Tuesday, August 7, 2007

Marie-Antoinette's Sense of Humor



There was so much sadness in her life that we forget that Marie-Antoinette had a genuinely happy disposition and the gift of seeing the droll side of every situation. She loved living and had the ability to laugh at herself. As Chateaubriand said, "She appeared to be enchanted with life."

Once the eighteen year-old queen dressed as a Grey Nun in order to see her busy young husband in his study, quite diligent and intent upon being a good king. Louis did not recognize the "good sister" at first and when he saw her convulsed with laughter, he thought she was ill. It was several minutes before he realized the nun was really his wife.

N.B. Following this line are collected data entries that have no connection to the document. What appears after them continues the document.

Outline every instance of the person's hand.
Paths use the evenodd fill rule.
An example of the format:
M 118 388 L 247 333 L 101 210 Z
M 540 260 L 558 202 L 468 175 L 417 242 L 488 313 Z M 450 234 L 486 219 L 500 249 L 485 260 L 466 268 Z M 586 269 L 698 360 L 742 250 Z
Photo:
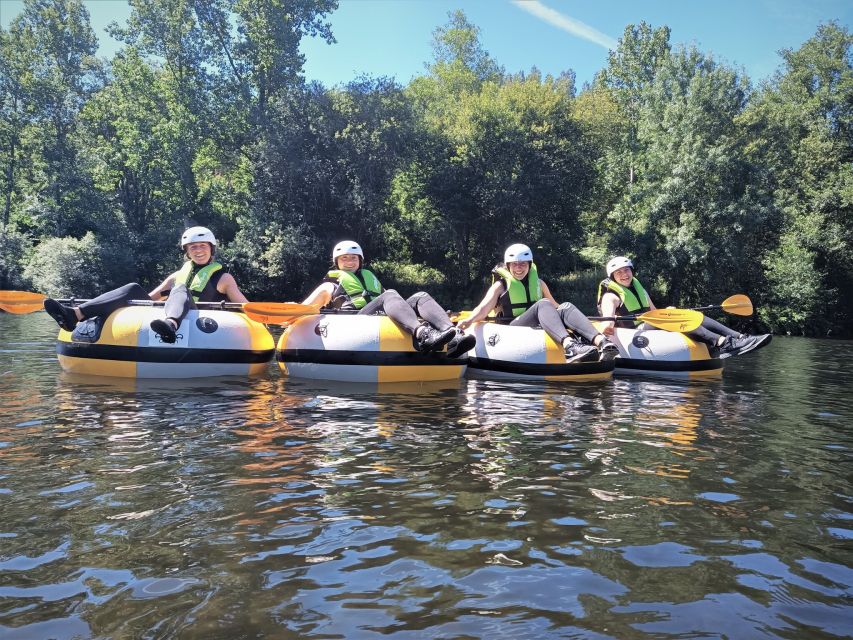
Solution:
M 459 322 L 456 323 L 456 328 L 460 329 L 461 331 L 465 331 L 465 329 L 467 329 L 470 326 L 471 326 L 471 320 L 469 320 L 468 318 L 465 318 L 464 320 L 460 320 Z
M 616 333 L 616 329 L 614 327 L 604 327 L 604 329 L 601 330 L 601 333 L 606 336 L 612 336 L 614 333 Z

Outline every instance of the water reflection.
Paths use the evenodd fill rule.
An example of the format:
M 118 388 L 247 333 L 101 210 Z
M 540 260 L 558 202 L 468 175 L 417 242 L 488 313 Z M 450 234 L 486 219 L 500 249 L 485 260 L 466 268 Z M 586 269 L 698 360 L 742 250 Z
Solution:
M 0 637 L 850 635 L 851 343 L 698 384 L 110 381 L 39 322 L 0 316 Z

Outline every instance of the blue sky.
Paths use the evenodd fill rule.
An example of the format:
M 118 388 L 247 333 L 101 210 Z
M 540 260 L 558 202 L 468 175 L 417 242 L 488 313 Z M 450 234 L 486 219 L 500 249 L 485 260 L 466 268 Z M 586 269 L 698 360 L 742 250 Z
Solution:
M 0 0 L 7 27 L 20 0 Z M 86 2 L 110 57 L 118 47 L 104 32 L 129 14 L 124 0 Z M 481 29 L 480 40 L 507 71 L 559 74 L 572 69 L 578 87 L 607 63 L 625 25 L 641 20 L 668 25 L 673 44 L 695 44 L 717 59 L 743 68 L 757 82 L 780 65 L 778 51 L 797 48 L 821 22 L 837 20 L 853 29 L 853 0 L 340 0 L 330 16 L 337 43 L 307 39 L 305 75 L 326 85 L 361 74 L 393 76 L 407 83 L 432 58 L 433 30 L 462 9 Z

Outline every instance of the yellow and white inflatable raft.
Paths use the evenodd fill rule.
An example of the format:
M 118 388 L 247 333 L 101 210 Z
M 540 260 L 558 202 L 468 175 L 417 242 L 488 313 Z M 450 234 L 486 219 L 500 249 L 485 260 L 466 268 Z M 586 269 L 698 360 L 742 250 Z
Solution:
M 291 324 L 278 341 L 285 375 L 346 382 L 453 380 L 466 360 L 419 353 L 412 336 L 386 316 L 317 314 Z
M 563 348 L 542 329 L 476 322 L 465 332 L 477 338 L 468 352 L 470 377 L 588 382 L 613 375 L 613 361 L 567 364 Z
M 150 329 L 163 309 L 124 307 L 60 330 L 59 364 L 69 373 L 121 378 L 200 378 L 262 373 L 275 352 L 267 328 L 243 313 L 192 310 L 167 344 Z
M 593 323 L 595 324 L 595 323 Z M 662 329 L 616 329 L 610 339 L 619 347 L 614 374 L 659 378 L 718 378 L 723 361 L 689 336 Z

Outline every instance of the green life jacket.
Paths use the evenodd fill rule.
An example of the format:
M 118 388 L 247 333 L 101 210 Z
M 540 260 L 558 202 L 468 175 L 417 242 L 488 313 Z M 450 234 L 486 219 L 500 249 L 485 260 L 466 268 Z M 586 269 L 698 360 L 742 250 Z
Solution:
M 628 313 L 645 313 L 651 308 L 651 300 L 649 294 L 643 289 L 640 281 L 634 278 L 631 280 L 631 286 L 623 287 L 621 284 L 610 278 L 605 278 L 598 284 L 598 308 L 601 310 L 601 298 L 608 291 L 619 296 L 621 304 L 616 309 L 616 315 L 625 315 Z M 639 320 L 634 320 L 629 325 L 642 324 Z
M 539 282 L 539 272 L 536 270 L 535 262 L 530 263 L 530 271 L 523 280 L 516 280 L 504 266 L 492 269 L 492 282 L 496 282 L 498 277 L 506 285 L 506 292 L 498 300 L 502 315 L 520 316 L 532 307 L 534 302 L 542 299 L 542 284 Z M 509 298 L 508 302 L 507 298 Z
M 364 305 L 382 293 L 382 285 L 372 271 L 359 269 L 358 271 L 344 271 L 334 269 L 326 274 L 327 278 L 337 280 L 343 287 L 344 292 L 356 309 L 362 309 Z
M 214 273 L 222 269 L 222 265 L 218 262 L 209 262 L 201 269 L 198 269 L 198 271 L 196 269 L 198 269 L 198 265 L 192 260 L 184 262 L 180 271 L 175 274 L 175 286 L 179 284 L 187 285 L 187 289 L 190 290 L 193 300 L 198 302 L 199 296 L 201 296 L 207 283 L 210 282 Z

Another time, at a state banquet, she made pellets out of bread and threw them at Louis across the table. People were shocked, but much more so when she cheered very loud at the horse races on the Bois de Boulogne. Louis had to keep telling her to be quiet.

On the way to a soirée in Paris, Antoinette's coach broke down so she hired a taxi to get to the party on time. "I came in a fiacre!" she gleefully told everyone, but the Parisians did not view the
event with humor. She shocked Paris another time when she rode down the street in a sleigh with her good friend Madame de Lamballe, without an escort. Young ladies (even if they were married or widowed) were not supposed to be out and about without a chaperone. It was scandalous behavior, indeed.

It is sad that so many of these innocent instances of youthful high spirits were twisted into something vicious by people who did not understand humor that was not obscene or a sense of adventure that was not connected with dangerous intrigues. Few were indifferent to Marie-Antoinette, however. She was either loved with a reverence akin to piety, or hated with a fury.

Her childlike enjoyment of simple pleasures, of gardens, music and small children, was mingled with her compassion for others as well as the growing sorrow that increased with the death of loved ones. Despair never overwhelmed her, however, even amid the final debacles that brought about her murder and the destruction of her little family. Share

3 comments:

Anonymous said...

What a great woman and role model for women and girls of today. I pray she may one day be raised to the Altar.

de Brantigny
unrepentant counter-revolutionary

Anonymous said...

What a wonderful way to view life! Probably one of the reasons she still intrigues people. Public figures have to bear so much scorn from people who would never be able to cope with the same situation if the roles were reversed.

The North Coast said...

People hated her because she made them realize how dreary, rigid, quotidian, colorless, and loveless their own lives were, especially the hidebound members of the court who wasted their useless lives away vying for the right to occupy a tabouret or wear a ribbon of a particular color, and in engaging in endless intrigues. They were probably thinking secretly, why didn't I do that, or why can't i be like her?